Okay. And then, you noted that NKTR-140 is the next oral drug candidate or is something happen with NKTR-125?

Well, NKTR-125 is moving along in a preclinical sense. We have some more homework to do on it, and therefore I have not announced when we will be filing an IND for NKTR-125, it is still a very exciting possibility. At this point, we have seen such impressive results, at least preclinically with NKTR-140, and we are treating, we're dealing with a significant and important patient population, HIV that we expect to have that IND filed this year.

Okay. And then, back on 118, I know the safety committees stopped at it 50 milligram dose, because they felt they didn't need to go higher, but have you ever looked at what the dose limiting tox might be for 118?

Lorianne, would you like to follow-up on that?

Sure. We don't have any form of dose limiting toxicity per se in this trial. What we did see was some of the patients had some abdominal complaint, which were some what more frequent in the 50 milligram group and very rare in the 25 milligram group. So we thought that we had a combination of a dose that was not only extremely active, but superbly well tolerated and this provides us a very good dose going forward into Phase III.

Okay, thank you.

(Operator Instructions). Your next question comes from line of Robert Hazlett with BMO Capital Markets. Please proceed.

Thanks for taking the question. Maybe you have touched on this and maybe I missed it. With 118, 119 does PEGylation provide these resistant characteristics, or is that something that that might potentially be achieved out over the long haul, and I have a follow-up question 140 after that?

Well, that's not the purpose of NKTR-118 or 119. I mean the purpose of NKTR, one, we really haven't explored that and that isn't really where we see the value of its drug, I mean the value of this drug is of course to treat the millions of patients who are taking clinic opioid therapy and have significant problem with their bowel function. In NKTR-119 is of course an opioid therapy itself that would not cause constipation, so I think those markets are very impressive, I think we see the market for both of these drugs well exceeding $1 billion annually. I'll let Lorianne comment further regarding the potential for substance abuse.

So, I think that the combination of NKTR-118 with an opioid would make it inherently unattractive for those who intend to abuse this product, because of course there is some peripheral reversal of effect and the method by which the drug abusing population uses these product would probably render it fairly unattractive with that population. So although that wasn't our specific intent, it doesn't appear to be a product that would have a significant issue with the abuse potential.

Okay, thank you. On 140, the question is that when will we be able to find or which PI you are using, and I guess just any potential data presentation, I know the idea is coming up later this year, but I really want to do is just explore which PI and the data that you generated to date?

Well, we haven't stated publicly which protease inhibitor we will be using in this formulation in this novel therapeutic.
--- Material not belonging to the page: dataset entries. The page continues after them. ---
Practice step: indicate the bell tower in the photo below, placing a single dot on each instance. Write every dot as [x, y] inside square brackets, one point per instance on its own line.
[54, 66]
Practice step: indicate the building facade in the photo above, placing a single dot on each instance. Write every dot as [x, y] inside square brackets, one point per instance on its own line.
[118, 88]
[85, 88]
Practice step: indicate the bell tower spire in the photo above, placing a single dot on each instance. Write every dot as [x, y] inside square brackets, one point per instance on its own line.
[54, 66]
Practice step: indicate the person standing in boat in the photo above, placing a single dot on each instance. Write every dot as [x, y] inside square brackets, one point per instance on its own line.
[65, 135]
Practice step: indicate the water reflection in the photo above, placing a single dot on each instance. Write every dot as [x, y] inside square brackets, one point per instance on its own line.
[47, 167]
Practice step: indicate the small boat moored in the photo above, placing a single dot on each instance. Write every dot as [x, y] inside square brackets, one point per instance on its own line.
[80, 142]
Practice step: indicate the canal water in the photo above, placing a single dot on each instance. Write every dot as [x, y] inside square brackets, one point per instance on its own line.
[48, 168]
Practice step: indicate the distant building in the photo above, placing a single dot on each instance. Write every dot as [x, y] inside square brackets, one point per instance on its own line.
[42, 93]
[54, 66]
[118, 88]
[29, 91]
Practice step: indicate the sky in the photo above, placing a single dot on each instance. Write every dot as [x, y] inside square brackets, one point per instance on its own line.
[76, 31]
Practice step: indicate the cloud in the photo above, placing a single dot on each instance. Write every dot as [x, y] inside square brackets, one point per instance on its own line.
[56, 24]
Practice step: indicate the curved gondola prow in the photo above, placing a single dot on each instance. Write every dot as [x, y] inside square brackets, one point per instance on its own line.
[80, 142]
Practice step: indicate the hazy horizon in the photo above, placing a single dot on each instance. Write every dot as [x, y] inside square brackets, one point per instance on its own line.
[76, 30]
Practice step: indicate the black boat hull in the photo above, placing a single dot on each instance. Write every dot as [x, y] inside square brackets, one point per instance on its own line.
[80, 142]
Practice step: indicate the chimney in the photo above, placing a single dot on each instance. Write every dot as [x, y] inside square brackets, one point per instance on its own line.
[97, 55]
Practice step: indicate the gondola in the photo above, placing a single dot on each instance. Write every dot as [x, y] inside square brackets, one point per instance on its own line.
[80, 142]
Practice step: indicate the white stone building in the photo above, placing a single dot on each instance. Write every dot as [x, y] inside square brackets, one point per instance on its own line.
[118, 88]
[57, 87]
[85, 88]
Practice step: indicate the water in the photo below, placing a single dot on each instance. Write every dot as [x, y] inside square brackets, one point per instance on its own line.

We will do it later in the year. And certainly, we will be making formal presentations to show our data and our selection choice. And as I said, we will have an IND filed by the end of the year. So we haven't stated it yet, but we will, and I don't have a specific timeframe for that yet.

Okay. Thank you.

Ladies and gentlemen, we thank you for your participation in today conference. This does conclude your presentation. You may now disconnect and have a great day.